While Jo’s father is fighting in the French army during the Second World War, Jo struggles with his responsibility in the hunting death of a bear and seeks to rescue the newly orphaned bear’s cub. He meets a gentle, mysterious stranger in the woods. The stranger cares for Jo’s wounded dog.
Jo follows the stranger and learns he lives with a reclusive widow in the mountains above the village. The stranger is her son-in-law, Benjamin. He is Jewish, and his mother-in-law is not. Benjamin is hiding there, waiting for his daughter, Anya, to arrive, because Hitler has demanded that France turn over all Jews to the Germans.
When he and his daughter originally tried to escape France, they had agreed to meet at this farm if they became separated. Benjamin refuses to leave the farm until Anya arrives, because he is certain that she survived the Nazi attack that separated them. Once she arrives, Benjamin plans to continue over the mountain border into the safety of Spain. In the meantime, Benjamin remains at the widow’s farm: hiding, praying and helping a series of other Jewish children escape across the border.
Jo returns to the village to find that German soldiers now occupy it, bringing the villagers and the border under a more watchful eye. Initially, the villagers clearly resent the intrusion. But over time they wrestle with the humanity of these enemy soldiers, beginning to see them as people, some who are truly kind and have suffered losses in the war.
With the border now effectively closed, Benjamin is unable to smuggle out the children who keep steadily arriving at the widow’s farm. As the strain grows on their resources, the widow enlists Jo, and eventually his grandfather, for help. They do so willingly and bravely, knowing it means death if discovered.

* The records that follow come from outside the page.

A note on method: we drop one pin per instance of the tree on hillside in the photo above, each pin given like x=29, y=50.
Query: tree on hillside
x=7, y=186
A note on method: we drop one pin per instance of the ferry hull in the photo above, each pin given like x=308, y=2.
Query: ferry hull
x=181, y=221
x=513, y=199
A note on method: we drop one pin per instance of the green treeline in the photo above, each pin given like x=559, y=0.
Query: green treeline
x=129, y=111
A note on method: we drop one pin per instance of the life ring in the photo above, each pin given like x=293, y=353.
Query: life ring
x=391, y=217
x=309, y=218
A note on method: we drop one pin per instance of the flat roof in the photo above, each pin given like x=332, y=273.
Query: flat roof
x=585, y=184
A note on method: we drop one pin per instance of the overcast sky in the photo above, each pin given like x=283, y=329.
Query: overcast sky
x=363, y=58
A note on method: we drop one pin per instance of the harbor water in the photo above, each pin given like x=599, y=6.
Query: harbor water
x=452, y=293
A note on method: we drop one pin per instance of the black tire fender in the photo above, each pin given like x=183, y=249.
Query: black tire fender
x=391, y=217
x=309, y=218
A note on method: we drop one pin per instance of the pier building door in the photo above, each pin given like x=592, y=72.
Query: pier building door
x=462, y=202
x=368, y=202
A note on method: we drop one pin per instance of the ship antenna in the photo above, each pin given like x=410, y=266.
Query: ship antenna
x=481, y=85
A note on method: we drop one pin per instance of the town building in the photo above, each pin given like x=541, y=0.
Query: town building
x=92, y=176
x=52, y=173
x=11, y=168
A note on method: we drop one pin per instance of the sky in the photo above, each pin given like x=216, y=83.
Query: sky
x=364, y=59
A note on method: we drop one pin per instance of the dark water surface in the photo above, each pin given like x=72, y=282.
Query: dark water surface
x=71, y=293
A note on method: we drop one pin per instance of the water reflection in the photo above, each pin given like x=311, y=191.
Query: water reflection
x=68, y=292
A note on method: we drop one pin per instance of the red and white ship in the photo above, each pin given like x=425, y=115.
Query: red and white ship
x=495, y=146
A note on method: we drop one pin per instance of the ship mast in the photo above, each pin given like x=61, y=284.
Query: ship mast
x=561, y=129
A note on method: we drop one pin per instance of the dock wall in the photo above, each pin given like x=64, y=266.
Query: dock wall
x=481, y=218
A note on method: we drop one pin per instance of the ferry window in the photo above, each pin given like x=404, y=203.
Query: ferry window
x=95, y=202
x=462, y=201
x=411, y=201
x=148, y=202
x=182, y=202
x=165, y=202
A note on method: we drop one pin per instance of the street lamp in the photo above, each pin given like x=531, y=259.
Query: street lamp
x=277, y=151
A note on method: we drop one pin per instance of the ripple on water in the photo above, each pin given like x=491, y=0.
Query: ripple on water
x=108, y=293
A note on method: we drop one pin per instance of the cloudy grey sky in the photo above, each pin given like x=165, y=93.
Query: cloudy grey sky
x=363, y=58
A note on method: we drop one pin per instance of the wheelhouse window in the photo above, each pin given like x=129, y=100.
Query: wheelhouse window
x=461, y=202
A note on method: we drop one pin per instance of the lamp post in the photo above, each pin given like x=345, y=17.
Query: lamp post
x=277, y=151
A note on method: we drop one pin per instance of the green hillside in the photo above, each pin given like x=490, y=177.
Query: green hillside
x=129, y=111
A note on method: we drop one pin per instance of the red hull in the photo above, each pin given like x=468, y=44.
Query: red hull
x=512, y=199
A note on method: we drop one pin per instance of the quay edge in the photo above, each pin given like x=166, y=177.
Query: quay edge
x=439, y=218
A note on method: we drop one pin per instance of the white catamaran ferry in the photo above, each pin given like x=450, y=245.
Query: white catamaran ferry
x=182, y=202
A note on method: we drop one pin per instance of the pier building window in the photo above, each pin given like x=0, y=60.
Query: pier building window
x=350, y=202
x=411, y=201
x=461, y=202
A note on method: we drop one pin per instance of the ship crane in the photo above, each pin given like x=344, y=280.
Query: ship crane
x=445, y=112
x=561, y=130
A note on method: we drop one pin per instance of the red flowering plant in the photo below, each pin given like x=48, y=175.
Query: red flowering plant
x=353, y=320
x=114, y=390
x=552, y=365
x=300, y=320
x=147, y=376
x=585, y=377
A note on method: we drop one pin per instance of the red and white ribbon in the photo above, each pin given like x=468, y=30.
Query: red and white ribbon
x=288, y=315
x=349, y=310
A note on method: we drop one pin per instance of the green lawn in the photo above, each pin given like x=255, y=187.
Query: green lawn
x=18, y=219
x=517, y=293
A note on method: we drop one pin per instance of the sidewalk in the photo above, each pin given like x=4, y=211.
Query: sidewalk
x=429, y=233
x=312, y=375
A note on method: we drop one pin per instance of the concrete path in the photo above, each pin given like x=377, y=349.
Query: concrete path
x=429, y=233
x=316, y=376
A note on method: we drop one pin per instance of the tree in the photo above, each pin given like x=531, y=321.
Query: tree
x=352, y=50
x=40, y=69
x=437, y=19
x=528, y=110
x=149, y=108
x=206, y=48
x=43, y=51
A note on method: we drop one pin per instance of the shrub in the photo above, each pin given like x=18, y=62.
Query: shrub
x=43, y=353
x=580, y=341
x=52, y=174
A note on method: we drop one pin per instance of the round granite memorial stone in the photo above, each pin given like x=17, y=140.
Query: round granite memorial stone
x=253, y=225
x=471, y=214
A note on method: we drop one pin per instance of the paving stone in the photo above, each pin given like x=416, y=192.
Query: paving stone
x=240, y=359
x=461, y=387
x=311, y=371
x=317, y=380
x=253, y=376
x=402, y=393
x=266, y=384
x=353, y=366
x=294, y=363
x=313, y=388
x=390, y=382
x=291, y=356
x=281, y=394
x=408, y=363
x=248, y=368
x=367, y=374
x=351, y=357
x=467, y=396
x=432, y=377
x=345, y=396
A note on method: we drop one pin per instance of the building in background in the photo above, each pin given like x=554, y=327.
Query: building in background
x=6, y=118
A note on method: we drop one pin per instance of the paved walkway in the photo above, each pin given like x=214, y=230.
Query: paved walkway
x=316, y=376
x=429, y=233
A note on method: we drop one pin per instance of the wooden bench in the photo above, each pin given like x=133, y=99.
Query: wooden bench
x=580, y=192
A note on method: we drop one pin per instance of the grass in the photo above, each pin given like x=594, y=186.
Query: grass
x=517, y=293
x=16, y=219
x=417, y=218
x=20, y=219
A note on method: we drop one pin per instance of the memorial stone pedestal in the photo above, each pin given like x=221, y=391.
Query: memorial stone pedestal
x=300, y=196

Jo’s father returns home after time in a POW camp. He is a broken man — physically and emotionally. Initially he is unable to step back into the role he had in Jo’s life. He has no patience for the occupying soldiers, sees any kindnesses toward (or from) them as collaborating with the enemy and violently lashes out at Jo for doing so.

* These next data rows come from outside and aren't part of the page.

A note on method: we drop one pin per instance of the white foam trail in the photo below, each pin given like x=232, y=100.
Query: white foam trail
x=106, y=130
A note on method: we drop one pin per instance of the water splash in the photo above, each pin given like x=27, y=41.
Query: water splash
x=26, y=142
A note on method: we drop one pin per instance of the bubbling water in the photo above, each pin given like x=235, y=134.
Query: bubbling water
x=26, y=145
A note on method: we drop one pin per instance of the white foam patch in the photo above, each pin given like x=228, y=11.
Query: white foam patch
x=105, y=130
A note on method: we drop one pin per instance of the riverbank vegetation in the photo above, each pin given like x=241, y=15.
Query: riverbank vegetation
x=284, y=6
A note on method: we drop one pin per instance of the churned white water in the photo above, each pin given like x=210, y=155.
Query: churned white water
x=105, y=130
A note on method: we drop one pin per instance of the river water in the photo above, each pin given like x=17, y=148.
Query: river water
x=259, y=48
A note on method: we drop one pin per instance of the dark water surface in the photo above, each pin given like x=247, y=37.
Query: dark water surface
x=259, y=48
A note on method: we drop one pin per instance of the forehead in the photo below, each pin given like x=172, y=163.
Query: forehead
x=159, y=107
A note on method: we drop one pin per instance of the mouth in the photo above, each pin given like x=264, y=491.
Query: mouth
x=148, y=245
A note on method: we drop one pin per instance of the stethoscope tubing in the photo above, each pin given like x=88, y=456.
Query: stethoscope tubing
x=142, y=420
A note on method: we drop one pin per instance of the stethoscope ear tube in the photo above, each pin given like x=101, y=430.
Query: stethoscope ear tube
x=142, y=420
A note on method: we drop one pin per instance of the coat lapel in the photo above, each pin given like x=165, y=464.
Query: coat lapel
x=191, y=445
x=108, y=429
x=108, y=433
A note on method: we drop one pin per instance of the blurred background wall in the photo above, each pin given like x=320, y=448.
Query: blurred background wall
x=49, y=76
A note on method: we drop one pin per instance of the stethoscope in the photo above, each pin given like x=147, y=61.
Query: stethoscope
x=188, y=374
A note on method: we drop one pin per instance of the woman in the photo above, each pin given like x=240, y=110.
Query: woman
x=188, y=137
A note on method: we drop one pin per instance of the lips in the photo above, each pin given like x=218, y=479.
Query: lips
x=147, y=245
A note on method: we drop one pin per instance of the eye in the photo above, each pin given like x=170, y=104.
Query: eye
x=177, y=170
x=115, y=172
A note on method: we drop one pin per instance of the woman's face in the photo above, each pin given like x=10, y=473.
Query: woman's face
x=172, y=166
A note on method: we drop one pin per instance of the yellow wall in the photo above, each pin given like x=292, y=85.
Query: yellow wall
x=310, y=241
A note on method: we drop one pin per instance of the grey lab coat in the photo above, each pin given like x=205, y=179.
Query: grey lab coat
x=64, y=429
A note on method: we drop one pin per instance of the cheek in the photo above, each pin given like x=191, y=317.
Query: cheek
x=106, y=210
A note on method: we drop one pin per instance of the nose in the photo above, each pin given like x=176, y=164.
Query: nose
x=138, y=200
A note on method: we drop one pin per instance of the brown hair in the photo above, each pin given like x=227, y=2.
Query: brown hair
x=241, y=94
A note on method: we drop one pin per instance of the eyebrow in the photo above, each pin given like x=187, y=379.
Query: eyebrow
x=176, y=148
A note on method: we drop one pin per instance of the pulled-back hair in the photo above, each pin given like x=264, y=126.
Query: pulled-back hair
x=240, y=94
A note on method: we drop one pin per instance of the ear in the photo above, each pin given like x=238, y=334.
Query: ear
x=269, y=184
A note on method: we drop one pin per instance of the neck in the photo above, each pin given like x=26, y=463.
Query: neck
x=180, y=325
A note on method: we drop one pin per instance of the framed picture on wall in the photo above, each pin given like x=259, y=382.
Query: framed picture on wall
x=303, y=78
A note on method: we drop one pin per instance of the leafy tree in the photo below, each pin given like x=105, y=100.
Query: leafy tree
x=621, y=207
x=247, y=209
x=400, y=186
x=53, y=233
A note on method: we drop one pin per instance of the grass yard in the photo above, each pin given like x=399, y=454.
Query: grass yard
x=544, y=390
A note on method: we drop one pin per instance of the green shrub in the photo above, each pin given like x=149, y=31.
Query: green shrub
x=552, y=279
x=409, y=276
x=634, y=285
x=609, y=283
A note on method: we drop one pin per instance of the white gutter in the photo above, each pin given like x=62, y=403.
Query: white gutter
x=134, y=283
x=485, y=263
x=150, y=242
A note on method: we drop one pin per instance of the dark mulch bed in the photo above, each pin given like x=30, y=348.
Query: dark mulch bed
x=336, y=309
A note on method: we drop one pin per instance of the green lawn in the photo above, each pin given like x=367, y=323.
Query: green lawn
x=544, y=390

Jo’s grandfather defends Jo’s actions, but in order to do so, must expose his own and Jo’s involvement with the refugees. This not only brings reconciliation between Jo and his father, but together, Jo’s family develops a daring plan to safely smuggle the children across the border. This particular plan will work only with the cooperation of the entire village — a dangerous experiment in trust.
The villagers agree to the plan, although some more enthusiastically than others. On the day they carry it out, some German soldiers appear suspicious, and there are a few close calls. The next day, while the villagers are celebrating secretly, they discover that Benjamin and one of the youngest Jewish children have been captured. All the other children safely made it across the border. The sight of these two being held captive breaks something in the village’s collective heart. Any tenuous solidarity with the soldiers is cut, and the villagers return to a cold emotional distance, now seeing the soldiers only as the enemy.

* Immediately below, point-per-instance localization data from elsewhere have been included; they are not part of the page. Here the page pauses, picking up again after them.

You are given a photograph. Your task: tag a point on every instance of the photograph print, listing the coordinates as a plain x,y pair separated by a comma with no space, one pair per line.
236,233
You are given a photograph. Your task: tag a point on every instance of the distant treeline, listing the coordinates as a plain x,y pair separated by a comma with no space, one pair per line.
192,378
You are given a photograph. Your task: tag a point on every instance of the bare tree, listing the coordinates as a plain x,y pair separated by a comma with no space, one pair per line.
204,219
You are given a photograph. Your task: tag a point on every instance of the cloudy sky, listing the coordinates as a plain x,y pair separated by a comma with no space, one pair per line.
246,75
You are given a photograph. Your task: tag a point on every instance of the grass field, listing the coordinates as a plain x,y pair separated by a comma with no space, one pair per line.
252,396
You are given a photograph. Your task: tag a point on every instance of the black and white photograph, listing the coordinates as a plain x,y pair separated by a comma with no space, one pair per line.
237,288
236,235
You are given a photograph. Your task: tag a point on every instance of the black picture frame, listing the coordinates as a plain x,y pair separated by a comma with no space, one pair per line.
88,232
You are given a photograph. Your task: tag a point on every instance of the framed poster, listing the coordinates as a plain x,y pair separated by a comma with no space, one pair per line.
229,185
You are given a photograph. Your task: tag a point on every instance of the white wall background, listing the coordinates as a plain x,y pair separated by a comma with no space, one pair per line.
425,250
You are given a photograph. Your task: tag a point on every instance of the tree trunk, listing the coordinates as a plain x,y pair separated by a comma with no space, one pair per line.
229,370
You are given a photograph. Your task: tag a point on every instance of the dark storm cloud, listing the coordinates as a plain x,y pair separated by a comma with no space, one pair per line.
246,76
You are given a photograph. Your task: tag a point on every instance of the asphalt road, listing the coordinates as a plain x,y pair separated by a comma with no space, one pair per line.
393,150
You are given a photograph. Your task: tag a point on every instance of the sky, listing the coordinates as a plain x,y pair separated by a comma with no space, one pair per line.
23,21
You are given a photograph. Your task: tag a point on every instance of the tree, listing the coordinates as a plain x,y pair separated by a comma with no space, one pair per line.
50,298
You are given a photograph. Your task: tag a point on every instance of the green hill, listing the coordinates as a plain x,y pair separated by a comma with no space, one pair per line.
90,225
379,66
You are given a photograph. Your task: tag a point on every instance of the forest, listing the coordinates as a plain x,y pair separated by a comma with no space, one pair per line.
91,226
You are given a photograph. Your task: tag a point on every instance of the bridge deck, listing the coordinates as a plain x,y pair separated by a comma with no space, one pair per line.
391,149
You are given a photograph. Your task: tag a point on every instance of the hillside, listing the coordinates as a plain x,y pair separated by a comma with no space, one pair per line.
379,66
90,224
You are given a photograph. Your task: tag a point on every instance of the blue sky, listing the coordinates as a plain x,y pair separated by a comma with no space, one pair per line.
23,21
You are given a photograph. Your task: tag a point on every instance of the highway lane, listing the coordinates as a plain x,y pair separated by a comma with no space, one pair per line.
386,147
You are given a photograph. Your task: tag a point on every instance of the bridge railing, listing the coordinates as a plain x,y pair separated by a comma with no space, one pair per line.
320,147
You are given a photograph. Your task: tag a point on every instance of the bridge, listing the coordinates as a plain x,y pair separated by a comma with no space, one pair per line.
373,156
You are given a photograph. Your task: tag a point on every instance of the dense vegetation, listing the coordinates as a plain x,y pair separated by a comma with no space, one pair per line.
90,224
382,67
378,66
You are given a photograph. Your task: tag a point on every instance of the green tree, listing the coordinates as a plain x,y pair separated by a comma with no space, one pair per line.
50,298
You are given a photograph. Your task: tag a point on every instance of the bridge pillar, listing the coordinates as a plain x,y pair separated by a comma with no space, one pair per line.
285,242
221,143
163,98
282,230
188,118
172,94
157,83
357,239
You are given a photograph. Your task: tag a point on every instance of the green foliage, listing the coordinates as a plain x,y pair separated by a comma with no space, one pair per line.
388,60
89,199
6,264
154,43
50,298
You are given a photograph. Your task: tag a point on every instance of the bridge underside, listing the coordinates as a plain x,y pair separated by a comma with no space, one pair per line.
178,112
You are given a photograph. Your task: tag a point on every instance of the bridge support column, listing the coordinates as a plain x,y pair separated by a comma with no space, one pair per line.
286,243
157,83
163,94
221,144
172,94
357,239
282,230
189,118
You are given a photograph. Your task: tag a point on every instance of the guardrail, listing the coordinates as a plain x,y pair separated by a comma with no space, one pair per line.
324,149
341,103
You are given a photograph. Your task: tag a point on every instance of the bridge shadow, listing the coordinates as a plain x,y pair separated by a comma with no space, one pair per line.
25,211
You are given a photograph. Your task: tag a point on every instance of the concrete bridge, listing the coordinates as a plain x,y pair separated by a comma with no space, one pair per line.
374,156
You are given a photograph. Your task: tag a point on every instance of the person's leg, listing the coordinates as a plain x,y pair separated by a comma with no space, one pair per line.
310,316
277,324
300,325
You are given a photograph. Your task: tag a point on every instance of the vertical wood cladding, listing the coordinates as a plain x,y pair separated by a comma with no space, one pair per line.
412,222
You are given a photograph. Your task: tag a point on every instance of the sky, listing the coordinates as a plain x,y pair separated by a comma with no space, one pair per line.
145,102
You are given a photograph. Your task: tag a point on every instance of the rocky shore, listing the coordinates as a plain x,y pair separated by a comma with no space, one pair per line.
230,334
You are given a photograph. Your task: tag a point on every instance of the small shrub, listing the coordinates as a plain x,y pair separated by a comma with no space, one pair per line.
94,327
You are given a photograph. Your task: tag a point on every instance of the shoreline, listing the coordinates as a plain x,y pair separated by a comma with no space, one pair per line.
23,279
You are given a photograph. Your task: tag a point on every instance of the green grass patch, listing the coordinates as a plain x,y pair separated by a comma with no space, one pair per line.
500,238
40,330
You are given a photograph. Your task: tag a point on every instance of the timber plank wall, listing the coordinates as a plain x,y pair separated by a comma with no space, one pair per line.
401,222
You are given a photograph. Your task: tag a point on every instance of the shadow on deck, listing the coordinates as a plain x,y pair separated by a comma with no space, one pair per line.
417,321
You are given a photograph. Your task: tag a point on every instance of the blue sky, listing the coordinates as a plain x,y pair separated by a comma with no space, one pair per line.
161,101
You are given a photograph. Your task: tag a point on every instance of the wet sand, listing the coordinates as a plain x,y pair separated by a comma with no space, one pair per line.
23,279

Before long the war ends, France is restored to her citizens, and the soldiers leave. But for this town, it is a hollow victory. During their retreat, the soldiers shoot and kill one of the young men of the village. Not done out of malice, and involving an element of misunderstanding, the incident is grieved by both sides. Another significant loss is that the villagers learn that Benjamin and the young girl were sent on to Auschwitz. Neither survived.
After the war, life tries to return to normal for Jo’s village, but Jo is still processing the changes and the loss, and in some ways may be withdrawing in a similar, although less violent, way, as his father did. In the last scene, Benjamin’s missing daughter, Anya, appears, arriving safely at last to her grandmother’s home.